『やっぱプライベートジェットはいいですね。一般旅客とは段違いです』
買い物を済ませた後、その足で空港に向かった。
今は飛行機の中で滑走路に向かっている状態だ。
「日本に行くとき使わなかったのか?」
『私1人が移動するのに出すのもなと思ったんですよ』
「お前が遠慮するなんて珍しいな」
『………私のこと何だと思ってるんですか』
まぁ細かいことは気にすんなと笑われた。
別に何でもいいかと思い、窓の外に目をやる。
まだ離陸する訳じゃないため、外の景色の移り変わりは割りとゆっくりだ。
「……あの2匹が心配か?」
『世話は頼んであるから問題はないです』
「そうか……まぁ他に心配事があるなら誰かを頼れよ。お前の力になりたいと思っているやつは周りに沢山いるんだ」
『考えておきます』
正直なところ誰かを頼る予定はないが、曖昧な回答をしておく。
でも、ディーノのあの顔はこちらの考えが分かっているようだけど。
それ以上は交わす言葉もなく、飛行機はイタリアに向け飛び立った。
* * * * * *
『あーここに帰ってくるのひさびさー』
ボフッとボンゴレ本部にある自室のベッドに倒れ込む。
真昼の家のベッドもいいが、やはりここにあるのは格が違う。
そのまま何をするわけでもなくゴロゴロしていてば、バンッと大きな音をたてて扉が開く。

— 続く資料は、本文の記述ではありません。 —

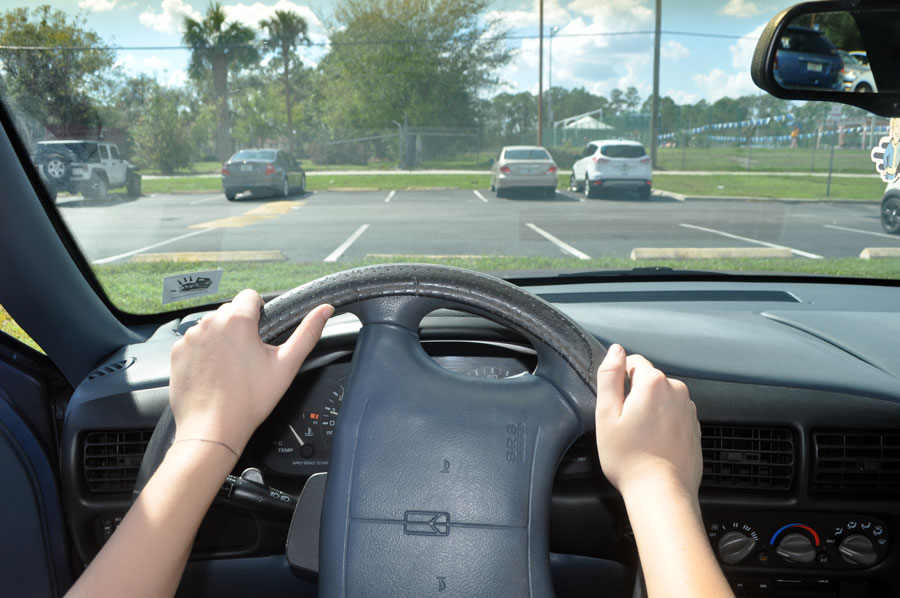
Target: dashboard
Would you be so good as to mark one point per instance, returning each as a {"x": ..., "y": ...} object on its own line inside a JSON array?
[{"x": 798, "y": 397}]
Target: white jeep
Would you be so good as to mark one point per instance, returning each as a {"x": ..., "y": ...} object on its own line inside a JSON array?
[{"x": 91, "y": 168}]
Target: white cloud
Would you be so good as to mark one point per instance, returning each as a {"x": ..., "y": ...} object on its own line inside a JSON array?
[
  {"x": 718, "y": 84},
  {"x": 155, "y": 63},
  {"x": 252, "y": 14},
  {"x": 170, "y": 16},
  {"x": 97, "y": 5},
  {"x": 672, "y": 50},
  {"x": 682, "y": 97},
  {"x": 741, "y": 9},
  {"x": 615, "y": 15},
  {"x": 554, "y": 14}
]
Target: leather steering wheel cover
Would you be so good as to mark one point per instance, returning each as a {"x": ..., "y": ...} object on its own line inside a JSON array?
[{"x": 486, "y": 295}]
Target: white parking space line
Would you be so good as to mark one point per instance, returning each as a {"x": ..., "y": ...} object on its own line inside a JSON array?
[
  {"x": 561, "y": 244},
  {"x": 812, "y": 256},
  {"x": 337, "y": 253},
  {"x": 113, "y": 258},
  {"x": 193, "y": 203},
  {"x": 863, "y": 232}
]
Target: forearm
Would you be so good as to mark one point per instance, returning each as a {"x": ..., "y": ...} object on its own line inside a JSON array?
[
  {"x": 672, "y": 542},
  {"x": 147, "y": 553}
]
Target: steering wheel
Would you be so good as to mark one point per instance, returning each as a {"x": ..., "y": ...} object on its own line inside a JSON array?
[{"x": 438, "y": 481}]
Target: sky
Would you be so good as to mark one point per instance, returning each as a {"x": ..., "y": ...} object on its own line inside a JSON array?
[{"x": 600, "y": 44}]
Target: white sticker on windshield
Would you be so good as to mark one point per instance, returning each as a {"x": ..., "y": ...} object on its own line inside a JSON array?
[
  {"x": 886, "y": 154},
  {"x": 193, "y": 284}
]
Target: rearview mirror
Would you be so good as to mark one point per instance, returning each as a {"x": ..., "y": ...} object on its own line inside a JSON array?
[{"x": 821, "y": 51}]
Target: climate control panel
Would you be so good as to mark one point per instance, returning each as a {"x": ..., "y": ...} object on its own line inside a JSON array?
[{"x": 815, "y": 541}]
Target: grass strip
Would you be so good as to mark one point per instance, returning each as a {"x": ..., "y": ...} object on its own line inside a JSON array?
[
  {"x": 10, "y": 327},
  {"x": 137, "y": 287},
  {"x": 801, "y": 187}
]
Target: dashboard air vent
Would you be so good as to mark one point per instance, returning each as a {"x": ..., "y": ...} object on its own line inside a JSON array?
[
  {"x": 111, "y": 368},
  {"x": 858, "y": 462},
  {"x": 747, "y": 458},
  {"x": 112, "y": 459}
]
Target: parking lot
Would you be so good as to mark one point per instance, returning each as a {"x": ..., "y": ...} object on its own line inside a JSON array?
[{"x": 340, "y": 225}]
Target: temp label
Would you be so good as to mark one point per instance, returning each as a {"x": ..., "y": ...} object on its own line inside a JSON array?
[{"x": 190, "y": 285}]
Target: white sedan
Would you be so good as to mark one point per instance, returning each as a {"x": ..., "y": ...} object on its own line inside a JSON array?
[{"x": 524, "y": 166}]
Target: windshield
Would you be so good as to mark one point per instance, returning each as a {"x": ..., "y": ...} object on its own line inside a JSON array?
[
  {"x": 622, "y": 151},
  {"x": 253, "y": 155},
  {"x": 371, "y": 128},
  {"x": 526, "y": 154}
]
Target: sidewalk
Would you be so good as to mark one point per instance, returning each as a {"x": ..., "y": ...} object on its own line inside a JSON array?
[{"x": 470, "y": 172}]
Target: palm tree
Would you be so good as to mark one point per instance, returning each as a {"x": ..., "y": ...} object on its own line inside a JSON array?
[
  {"x": 218, "y": 47},
  {"x": 286, "y": 30}
]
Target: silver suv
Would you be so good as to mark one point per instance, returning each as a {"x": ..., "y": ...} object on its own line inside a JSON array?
[
  {"x": 91, "y": 168},
  {"x": 612, "y": 164}
]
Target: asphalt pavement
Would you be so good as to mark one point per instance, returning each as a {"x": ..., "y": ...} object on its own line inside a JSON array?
[{"x": 351, "y": 225}]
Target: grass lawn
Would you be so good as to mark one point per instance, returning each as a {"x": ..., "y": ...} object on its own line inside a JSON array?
[
  {"x": 728, "y": 185},
  {"x": 9, "y": 326},
  {"x": 137, "y": 287},
  {"x": 722, "y": 185},
  {"x": 734, "y": 159}
]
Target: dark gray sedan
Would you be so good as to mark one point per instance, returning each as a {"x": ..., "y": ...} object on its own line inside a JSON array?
[{"x": 270, "y": 171}]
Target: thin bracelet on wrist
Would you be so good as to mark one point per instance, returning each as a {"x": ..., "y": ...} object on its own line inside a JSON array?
[{"x": 233, "y": 452}]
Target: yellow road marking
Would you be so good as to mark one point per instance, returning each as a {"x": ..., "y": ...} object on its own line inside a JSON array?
[
  {"x": 267, "y": 211},
  {"x": 211, "y": 256}
]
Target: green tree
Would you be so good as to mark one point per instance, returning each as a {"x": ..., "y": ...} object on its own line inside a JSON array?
[
  {"x": 217, "y": 49},
  {"x": 428, "y": 60},
  {"x": 286, "y": 31},
  {"x": 163, "y": 132},
  {"x": 56, "y": 78}
]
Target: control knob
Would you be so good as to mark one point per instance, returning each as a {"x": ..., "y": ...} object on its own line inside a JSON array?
[
  {"x": 796, "y": 548},
  {"x": 734, "y": 546},
  {"x": 857, "y": 549}
]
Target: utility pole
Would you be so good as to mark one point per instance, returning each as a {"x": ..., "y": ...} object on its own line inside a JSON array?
[
  {"x": 541, "y": 74},
  {"x": 553, "y": 31},
  {"x": 654, "y": 110}
]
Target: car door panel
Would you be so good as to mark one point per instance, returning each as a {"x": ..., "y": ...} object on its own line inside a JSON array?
[{"x": 34, "y": 554}]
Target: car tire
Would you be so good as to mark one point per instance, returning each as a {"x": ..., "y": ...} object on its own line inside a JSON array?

誰だと思い入口に目を向けると、そこには少し想像と違った人物が立っていた。
『わぁ……君らがそんな風に扉を開けるとは思わなかった』
「ツナさんから瑞希ちゃんが帰ってきてるって聞いて、いてもたってもいられなかったんです!」
「私達がいないときに日本に行っちゃうなんて…」
「……吃驚した」
『いや……あれは半分綱吉も悪いんだからね?』
「でも!瑞希ちゃんいつも本部にいないから……」
『あぁもう分かった!今回の滞在中は出来るだけここにいるから』
私がそういえば、押し掛けてきた女の子3人はとても嬉しそうな反応を示してくれた。
そんなことで喜んじゃって……といいつつも私も表情がほころぶのを感じていた。
「じゃぁまずは今夜のパーティーの準備ですね!ハルと京子ちゃんに任せてください!」
「はい!それに守護者の皆さんは2時間後に召集がかかってますから、スピーディーにいきますよ!」
………前言撤回。
表情がほころんだのは気のせいだったのかもしれない。
あれから私とクロームは京子とハルの着せ替え人形状態だった。
準備が終わる頃には、私の機嫌は悪いとしか言いようがなかったと思う。
それでもお構いなしの2人はある意味勇者だ。
「わぁ……やっぱり瑞希ちゃんは(黙ってると)美人ですね」
「ほんとだね!」
『表に出てこなかった言葉まで聞こえた気がしたんだけど』
「気のせいです!ほら、早く行かないとツナさんに怒られます!」
そういってクロームと一緒に部屋を追い出され、2人並んで綱吉の執務室に向かう。
『パーティーって19時辺りからじゃなかったっけ?何でこんな時間に準備を終えて集まりゃなならんの?』
「瑞希……落ち着いて」
『あの2人の着せ替え人形になるのは骨が折れる……クロームは平気なの?』
「あの2人が、楽しそうだから……」
『クロームは本当にあの2人が好きだね』
「瑞希のことも、好き」
『……ありがと』
綱吉の執務室に続く長くて静かな廊下で友人でもあり仲間でもある彼女と久々に言葉を交わせた。
大丈夫、私の帰る場所はここだと思うことができた。